A followup to the last post about better understanding what goes on in meeting for business will probably take more than a few weeks, but it’s on the way. I feel like I need to do more reading before I do more writing. Really appreciating Howard Brinton’s Friends for 300 years, even if I don’t agree with everything he says. Chapter 6 on business meeting (”Reaching Decisions”) is available for free download (PDF) from Pendle Hill.

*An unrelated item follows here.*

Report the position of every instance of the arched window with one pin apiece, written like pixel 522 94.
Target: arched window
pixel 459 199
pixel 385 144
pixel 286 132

I’m also really appreciating an article by a New England YM young adult named Ethan Mitchell, who may or may not identify as a Friend; I met him probably in 2003 at NEYM, and bought a CD of his sister’s music from him, but haven’t heard tell of him since then. The article is called “Participation in Unanimous Decision-Making: The New England Monthly Meetings of Friends”. On the one hand, he and I are wanting to do very similar things — understand Quaker meeting for business better, not necessarily on traditional Quaker terms:
I want to invoke the anthropologist’s privilege to dutifully note, and then respectfully ignore, a group’s self-analysis. However we relate to the spiritual aspects of Quaker unity, it is manifested in a social process that we can observe, and in this case even quantify, to good purpose.
On the other hand, I don’t think he actually succeeds in capturing all the subtleties of good Quaker business process, starting with the title. More on that later perhaps. I still appreciate a lot of the article though, both the quantitative analysis and the commentary.